DeKalb to lose administrator
August 4, 2003
City Manager Jim Connors will retire early next year.
Connors, 52, who became city manager in February 1998, is accepting the early retirement incentive that is offered to city employees and will retire Jan. 30.
“I started looking at the program, and I looked at my personal and professional goals, and decided it was the opportune time to participate,” he said.
Connors received his undergraduate degree at NIU in 1972 in the division of public administration program. He received his graduate degree in 1977, also at NIU.
He was in city administration at Warrenville for eight years before returning to DeKalb for the city manager position.
The early retirement plan is part of the Illinois Municipal Retirement Fund and is available to most local governments.
For the program, city employees have to be 50 years old or older and have to work more than 20 years to participate.
Mayor Greg Sparrow said he wasn’t surprised to hear about the retirement.
“I knew he could qualify for it, and I heard rumblings that he was looking at it,” Sparrow said. “My feeling was he would end up taking it.”

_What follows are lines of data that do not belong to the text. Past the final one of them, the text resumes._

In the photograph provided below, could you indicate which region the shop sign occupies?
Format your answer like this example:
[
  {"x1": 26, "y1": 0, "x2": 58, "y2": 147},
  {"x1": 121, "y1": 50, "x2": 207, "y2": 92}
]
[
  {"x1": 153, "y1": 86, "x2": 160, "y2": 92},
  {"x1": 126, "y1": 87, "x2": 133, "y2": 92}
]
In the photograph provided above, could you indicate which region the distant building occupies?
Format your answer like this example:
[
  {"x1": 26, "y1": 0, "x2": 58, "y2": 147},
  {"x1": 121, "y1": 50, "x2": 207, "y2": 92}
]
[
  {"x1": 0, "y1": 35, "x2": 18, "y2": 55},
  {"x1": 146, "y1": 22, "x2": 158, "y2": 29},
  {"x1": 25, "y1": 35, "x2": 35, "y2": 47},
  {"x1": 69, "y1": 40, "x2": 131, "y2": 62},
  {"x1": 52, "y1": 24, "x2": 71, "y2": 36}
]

Sparrow and Connors worked together when Sparrow was an alderman in 1979 and 1980, and when he first became mayor in 1981. At that time, Connors was special project coordinator/community development director.
Sparrow and Connors had the same goal of moving the city ahead and bolstering economic development, Sparrow said.
“I thought we worked well together,” Sparrow said.
Sparrow, along with city council members, would be in charge of finding Connors’ replacement.
He said he hadn’t had a chance to contact all of the aldermen yet, and this would be something talked about at the next city council workshop on Aug. 18.
“This is a very important decision to make,” he said. “There are a number of ways to pursue this.”
One thing that can be done is to have a national search, or, what Sparrow prefers, look somewhere in the Midwest. He said there is no need to rush since a final decision doesn’t have to be made until six months from now.
This is the third search for a city manager Sparrow has been involved with.
“This is the first time I experienced [the city manager] retiring,” he said. “Usually it was just someone moving to a different position.”
The city manager’s job is to oversee the day-to-day operations, and to work with the city council and administration.
Connors said advice he would give to the new city manager would be to listen to the staff and let that person know he or she is working with good employees.
“That person would have to uphold the city manager’s code of ethics,” Connors said. “[We] have one just like any other profession.”
Connors said after retirement he plans to spend more time with his two adult sons, one of whom is a doctor and the other is a lawyer, and his 6-year-old son.